The Poet’s House by Next Office is the restoration and adaptive reuse of the former home of Iranian poet and dissident Ahmad Shamlou into a cultural center in downtown Tehran. While preserving the original brick façade and structural shell, the project introduces a spatial intervention along a second-floor wall bearing a handwritten poem by Shamlou. This element was extended into a conceptual and semi-structural backbone—transformed into a three-dimensional promenade that opens the house toward the city. Through this approach, the formerly private courtyard becomes a public open space that invites visitors into the life, thoughts, and legacy of the poet.
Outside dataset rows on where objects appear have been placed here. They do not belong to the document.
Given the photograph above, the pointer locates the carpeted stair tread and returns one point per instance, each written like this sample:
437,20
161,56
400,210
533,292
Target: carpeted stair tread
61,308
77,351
The client—a devotee of Shamlou—sought to preserve the poet’s former home and transform it into a public space commemorating his literary and political legacy. Shamlou, a politically engaged poet who was repeatedly imprisoned for his counter-viewpoints, remained a controversial figure even after his death, with his gravestone vandalized multiple times by government supporters. The house itself was a neglected brick building with rounded corners and expressive lintels, characteristic of Tehran’s 1970s architecture. The anticipated program included exhibition areas, a library, bookstore, café, and restaurant, envisioned as a hub for writers and Shamlou’s readers along with an informal urban tour of his life.
The brick load-bearing structure required reinforcement. Rather than concealing this necessity, we turned it into a central architectural-structural feature. A new steel wall was designed along the interior wall inscribed with a handwritten poem by Shamlou to his wife and muse, Aida— a wall that came to be known in the project as the "Aida Wall". This intervention cuts through the building and rises from the courtyard to the rooftop, superimposing itself onto the generic structure to dramatize a constant tension between old and new, echoing the poet’s rebellious spirit and his significance in Iran’s cultural history.
Steel was chosen for its aging quality and formal responsiveness, capable of being cut, jagged, rusty surface, or bent. The project was designed so that the new steel structure could one day be removed, leaving the original intact. In doing so, it challenges and transforms, without erasing, the memory it honors.